Jusqu’à maintenant, j’avais pensé que ce type de comportement résultait de méchanceté et d’incompétence de la part d’employés de l’Etat français. C’est en quelque sorte, l’interprétation charitable. Je n’y crois plus. Il n’y a pas d’interprétation charitable. L’Etat français me bloque délibérément et systématiquement dans l’obtention des droits et avantages garantis par ses propres lois et par le contrat signé avec le CNRS. Ils me volent aussi, en déduisant de l’argent de ma paie pour des services qu’ils comptent clairement pas me donner.

  • 8 juillet : dans un excès de dépit, je décide que je ne rentrerai pas en France après mes vacances d’été si je n’ai toujours pas d’assurance maladie. Mon employeur écrit à plusieurs administrateurs du CNRS pour se plaindre de mon traitement et demander une solution. Le directeur des ressources humaines est d’accord pour envoyer quelqu’un au centre de sécurité sociale la semaine d’après, pour tenter de clarifier pourquoi deux agences n’ont pas les mêmes listes de pré-requis pour l’inscription et afin de trouver une solution pour mon cas particulier.
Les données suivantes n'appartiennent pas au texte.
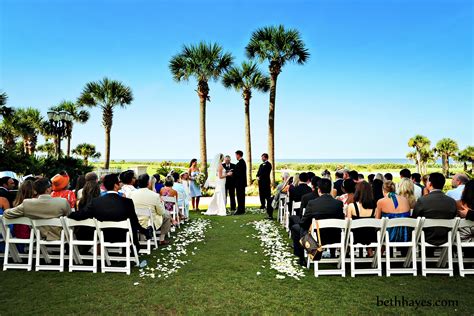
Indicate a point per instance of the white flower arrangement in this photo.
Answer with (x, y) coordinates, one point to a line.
(274, 247)
(193, 232)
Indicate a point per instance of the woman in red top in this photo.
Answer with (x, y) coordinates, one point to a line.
(60, 183)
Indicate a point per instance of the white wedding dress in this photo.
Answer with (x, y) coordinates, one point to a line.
(217, 206)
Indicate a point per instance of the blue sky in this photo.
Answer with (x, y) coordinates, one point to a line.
(379, 73)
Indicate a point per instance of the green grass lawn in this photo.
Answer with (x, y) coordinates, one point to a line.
(222, 279)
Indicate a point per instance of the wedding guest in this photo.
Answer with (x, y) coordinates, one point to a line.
(43, 207)
(406, 188)
(144, 197)
(435, 205)
(324, 207)
(114, 208)
(60, 185)
(458, 182)
(194, 186)
(363, 207)
(393, 206)
(128, 180)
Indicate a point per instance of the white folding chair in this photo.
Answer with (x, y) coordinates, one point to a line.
(71, 224)
(11, 242)
(415, 225)
(376, 268)
(341, 246)
(450, 224)
(147, 213)
(44, 247)
(127, 244)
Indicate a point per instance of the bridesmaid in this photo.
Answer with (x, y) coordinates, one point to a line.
(194, 188)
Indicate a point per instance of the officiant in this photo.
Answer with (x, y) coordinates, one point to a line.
(264, 191)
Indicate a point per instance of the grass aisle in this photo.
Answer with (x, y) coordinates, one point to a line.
(222, 279)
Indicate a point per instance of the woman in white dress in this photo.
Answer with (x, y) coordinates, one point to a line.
(216, 179)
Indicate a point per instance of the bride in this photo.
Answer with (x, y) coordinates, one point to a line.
(216, 179)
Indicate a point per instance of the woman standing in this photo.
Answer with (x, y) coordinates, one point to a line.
(194, 188)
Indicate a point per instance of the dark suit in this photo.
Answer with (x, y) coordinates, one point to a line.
(240, 180)
(230, 185)
(435, 205)
(114, 208)
(264, 190)
(323, 207)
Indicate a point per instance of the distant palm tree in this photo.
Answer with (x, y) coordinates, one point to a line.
(278, 46)
(78, 115)
(106, 94)
(244, 79)
(446, 148)
(420, 143)
(86, 151)
(204, 62)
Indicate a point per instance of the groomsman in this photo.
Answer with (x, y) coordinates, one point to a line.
(263, 177)
(229, 182)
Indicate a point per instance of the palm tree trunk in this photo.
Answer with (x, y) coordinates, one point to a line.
(248, 144)
(271, 125)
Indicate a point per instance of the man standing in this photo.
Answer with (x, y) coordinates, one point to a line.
(240, 180)
(263, 177)
(229, 182)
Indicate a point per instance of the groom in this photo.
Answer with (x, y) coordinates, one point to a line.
(240, 181)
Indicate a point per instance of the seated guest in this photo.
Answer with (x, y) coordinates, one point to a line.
(363, 207)
(298, 191)
(324, 207)
(44, 207)
(393, 206)
(435, 205)
(406, 189)
(406, 174)
(128, 181)
(458, 182)
(60, 185)
(144, 197)
(114, 208)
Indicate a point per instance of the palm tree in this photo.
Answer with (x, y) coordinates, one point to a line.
(419, 143)
(28, 124)
(106, 94)
(446, 148)
(244, 79)
(204, 62)
(278, 46)
(78, 115)
(467, 155)
(86, 151)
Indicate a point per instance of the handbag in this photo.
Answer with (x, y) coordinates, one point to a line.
(313, 247)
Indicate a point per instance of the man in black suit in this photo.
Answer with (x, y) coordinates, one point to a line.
(229, 182)
(263, 177)
(297, 192)
(324, 207)
(114, 208)
(435, 205)
(240, 180)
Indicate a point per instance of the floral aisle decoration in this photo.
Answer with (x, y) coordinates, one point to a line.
(277, 250)
(176, 254)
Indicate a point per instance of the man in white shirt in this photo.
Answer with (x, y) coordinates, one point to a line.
(458, 182)
(144, 197)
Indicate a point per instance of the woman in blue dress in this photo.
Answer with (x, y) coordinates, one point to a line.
(194, 187)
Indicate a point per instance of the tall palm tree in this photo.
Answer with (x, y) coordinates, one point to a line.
(78, 115)
(28, 125)
(446, 148)
(86, 151)
(278, 46)
(244, 79)
(419, 143)
(204, 62)
(106, 94)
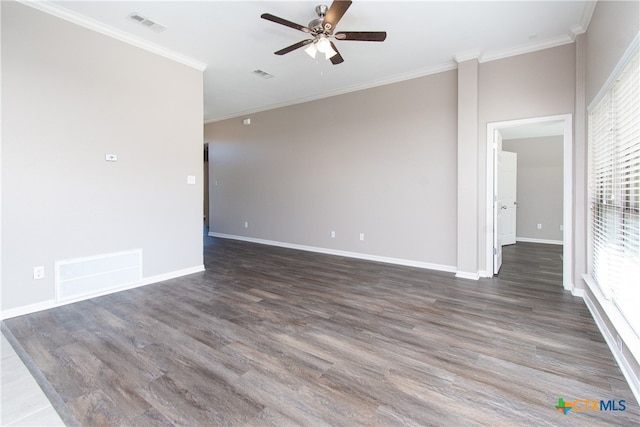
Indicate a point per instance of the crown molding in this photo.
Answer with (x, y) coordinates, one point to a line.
(109, 31)
(468, 56)
(585, 19)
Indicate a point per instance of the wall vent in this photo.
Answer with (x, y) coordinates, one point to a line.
(95, 275)
(262, 74)
(147, 22)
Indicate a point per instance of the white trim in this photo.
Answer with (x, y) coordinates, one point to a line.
(567, 248)
(357, 255)
(544, 241)
(585, 19)
(578, 292)
(624, 60)
(467, 275)
(46, 305)
(627, 370)
(109, 31)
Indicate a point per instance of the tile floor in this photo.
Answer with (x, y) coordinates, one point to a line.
(22, 401)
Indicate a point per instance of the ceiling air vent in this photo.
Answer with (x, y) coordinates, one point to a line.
(147, 22)
(262, 74)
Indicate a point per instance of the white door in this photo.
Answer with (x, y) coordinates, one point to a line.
(507, 184)
(497, 212)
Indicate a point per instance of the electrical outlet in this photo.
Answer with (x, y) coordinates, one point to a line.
(38, 272)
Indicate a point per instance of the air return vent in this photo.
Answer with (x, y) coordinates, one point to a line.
(142, 20)
(83, 277)
(262, 74)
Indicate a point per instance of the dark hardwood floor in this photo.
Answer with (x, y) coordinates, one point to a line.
(272, 336)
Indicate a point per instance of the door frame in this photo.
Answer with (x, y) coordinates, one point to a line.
(567, 193)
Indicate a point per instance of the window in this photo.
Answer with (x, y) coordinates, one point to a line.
(614, 163)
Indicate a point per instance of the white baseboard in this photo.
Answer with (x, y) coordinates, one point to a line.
(545, 241)
(467, 275)
(627, 370)
(368, 257)
(577, 292)
(46, 305)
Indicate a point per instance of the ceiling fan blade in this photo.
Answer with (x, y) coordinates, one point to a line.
(281, 21)
(293, 47)
(336, 59)
(334, 14)
(366, 36)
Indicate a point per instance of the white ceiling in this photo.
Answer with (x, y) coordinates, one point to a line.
(231, 40)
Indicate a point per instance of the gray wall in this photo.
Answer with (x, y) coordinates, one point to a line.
(380, 161)
(385, 165)
(533, 85)
(69, 96)
(539, 186)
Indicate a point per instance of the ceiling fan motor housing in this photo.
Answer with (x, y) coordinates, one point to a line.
(316, 24)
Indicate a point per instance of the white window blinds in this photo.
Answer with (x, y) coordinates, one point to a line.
(614, 161)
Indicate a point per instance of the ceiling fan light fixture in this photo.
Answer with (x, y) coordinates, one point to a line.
(312, 50)
(324, 45)
(330, 54)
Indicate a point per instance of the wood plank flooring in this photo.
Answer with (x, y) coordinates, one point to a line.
(272, 336)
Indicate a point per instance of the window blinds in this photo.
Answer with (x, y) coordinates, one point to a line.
(614, 162)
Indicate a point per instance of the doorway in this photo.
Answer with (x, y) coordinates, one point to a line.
(565, 126)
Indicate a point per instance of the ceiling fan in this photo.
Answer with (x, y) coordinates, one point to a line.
(321, 29)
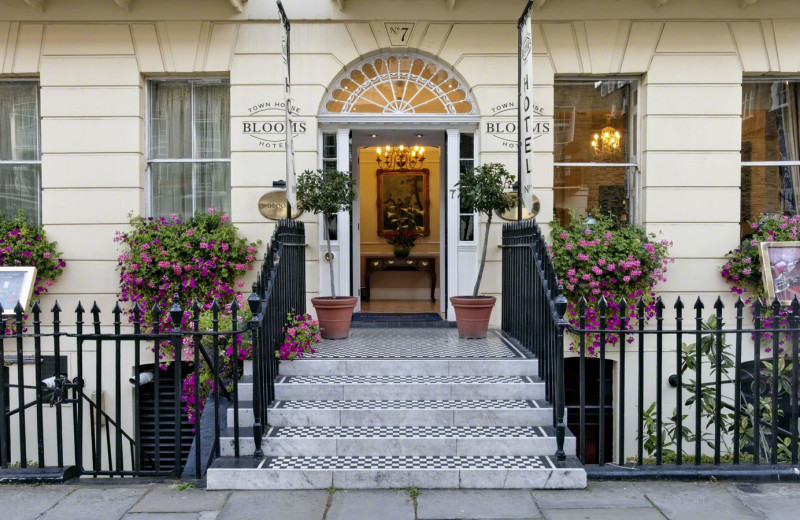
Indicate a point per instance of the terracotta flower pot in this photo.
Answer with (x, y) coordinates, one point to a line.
(472, 315)
(334, 315)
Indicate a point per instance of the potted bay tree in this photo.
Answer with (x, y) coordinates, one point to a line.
(483, 190)
(329, 192)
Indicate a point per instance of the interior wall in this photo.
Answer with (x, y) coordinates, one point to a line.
(398, 285)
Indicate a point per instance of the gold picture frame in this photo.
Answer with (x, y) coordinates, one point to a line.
(780, 268)
(403, 187)
(16, 285)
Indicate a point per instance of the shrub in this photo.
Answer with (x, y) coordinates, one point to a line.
(598, 257)
(199, 258)
(301, 332)
(22, 244)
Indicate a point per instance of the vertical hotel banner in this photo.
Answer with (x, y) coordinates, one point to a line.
(526, 108)
(291, 174)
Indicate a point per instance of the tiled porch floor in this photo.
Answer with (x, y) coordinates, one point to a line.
(428, 343)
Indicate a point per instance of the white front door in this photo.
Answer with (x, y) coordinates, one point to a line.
(340, 241)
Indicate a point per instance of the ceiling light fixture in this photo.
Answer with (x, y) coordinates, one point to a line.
(608, 140)
(400, 158)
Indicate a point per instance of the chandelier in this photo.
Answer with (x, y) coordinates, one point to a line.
(400, 158)
(607, 141)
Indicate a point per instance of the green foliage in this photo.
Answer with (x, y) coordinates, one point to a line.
(711, 345)
(326, 191)
(484, 189)
(24, 244)
(607, 259)
(199, 258)
(743, 265)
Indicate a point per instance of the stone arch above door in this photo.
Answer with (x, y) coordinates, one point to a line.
(399, 84)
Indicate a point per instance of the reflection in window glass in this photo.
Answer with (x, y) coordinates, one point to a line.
(20, 166)
(769, 134)
(594, 140)
(189, 120)
(398, 84)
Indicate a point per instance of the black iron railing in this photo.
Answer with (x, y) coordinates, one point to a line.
(533, 307)
(65, 414)
(716, 398)
(716, 393)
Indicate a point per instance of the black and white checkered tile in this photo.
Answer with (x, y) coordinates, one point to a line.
(409, 432)
(409, 462)
(414, 343)
(371, 380)
(443, 404)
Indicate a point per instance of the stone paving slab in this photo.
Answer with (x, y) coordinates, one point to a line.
(168, 500)
(286, 505)
(773, 501)
(205, 515)
(600, 501)
(696, 500)
(637, 513)
(596, 495)
(476, 505)
(105, 502)
(371, 505)
(29, 502)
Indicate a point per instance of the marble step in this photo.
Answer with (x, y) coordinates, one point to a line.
(444, 412)
(401, 387)
(373, 472)
(408, 367)
(400, 440)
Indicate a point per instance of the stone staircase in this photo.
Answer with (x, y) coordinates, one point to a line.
(398, 408)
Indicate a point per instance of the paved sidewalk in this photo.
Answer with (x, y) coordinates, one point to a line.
(601, 501)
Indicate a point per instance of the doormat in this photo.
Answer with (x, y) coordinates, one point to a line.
(396, 316)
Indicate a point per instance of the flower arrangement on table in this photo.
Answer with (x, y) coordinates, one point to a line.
(301, 332)
(599, 257)
(199, 258)
(406, 229)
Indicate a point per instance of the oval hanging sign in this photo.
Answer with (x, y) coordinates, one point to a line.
(273, 205)
(511, 214)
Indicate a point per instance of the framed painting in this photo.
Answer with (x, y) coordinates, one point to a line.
(16, 285)
(403, 189)
(780, 268)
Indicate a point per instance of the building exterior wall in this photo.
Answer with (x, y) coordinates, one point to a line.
(93, 61)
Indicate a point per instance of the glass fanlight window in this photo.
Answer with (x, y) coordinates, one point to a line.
(398, 84)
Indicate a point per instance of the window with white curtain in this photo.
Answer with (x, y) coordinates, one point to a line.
(770, 150)
(20, 153)
(189, 149)
(466, 162)
(596, 148)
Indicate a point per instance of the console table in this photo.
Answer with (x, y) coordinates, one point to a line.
(391, 263)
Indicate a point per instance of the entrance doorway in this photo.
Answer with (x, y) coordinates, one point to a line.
(401, 208)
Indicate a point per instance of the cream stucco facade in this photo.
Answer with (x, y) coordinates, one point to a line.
(688, 58)
(93, 59)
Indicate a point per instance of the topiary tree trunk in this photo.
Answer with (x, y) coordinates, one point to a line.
(483, 257)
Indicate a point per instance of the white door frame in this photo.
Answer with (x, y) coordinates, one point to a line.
(345, 265)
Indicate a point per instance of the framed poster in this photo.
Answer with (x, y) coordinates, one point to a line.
(16, 285)
(403, 189)
(780, 267)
J’envoie tous les documents scannés aux ressources humaines du CNRS.
  • 12 juillet : Je reçois un e-mail des ressources humaines du CNRS me demandant de passer au quartier général mercredi matin pour donner un original de mon RIB. Réprimant tantôt l’envie de rire, tantôt l’envie de pleurer, je réponds que je ne peux pas me déplacer mercredi matin car je travaille et je propose d’envoyer à la place un scan de mon RIB. Le CNRS répond que ça devrait probablement suffire.
  • 13 juillet : le CNRS m’écrit pour m’informer que ma situation va être régularisée et que je devrais recevoir un numéro bientôt.
  • 7 septembre : je reçois mon numéro provisoire. On me dit que je devrais avoir ma carte vitale dans plusieurs mois.
  • Début août : je me prépare à nouveau à refaire une carte de séjour, qui expire en octobre. Je reçois un nouveau contrat et ma convention d’accueil.
  • 16 septembre : je me rends au CNRS, une fois de plus, pour leur fournir les copies des documents donnés l’année dernière afin qu’ils les envoient à la préfecture, et je remplis les mêmes formulaires que j’ai rempli l’année dernière.
  • 17 septembre : je reçois un e-mail du CNRS pour me dire que les documents remplis à l’encre bleue sont censés être remplis à l’encre noire et que je dois revenir sur place pour remédier au problème.
  • 25 octobre : ma carte de séjour expire, ce qui fait de moi un immigré illégal – à nouveau.
  • Début février : toujours pas de nouvelles de la préfecture après cinq mois.
  • 29 février : la préfecture envoie le récépissé au CNRS, daté du 14 février.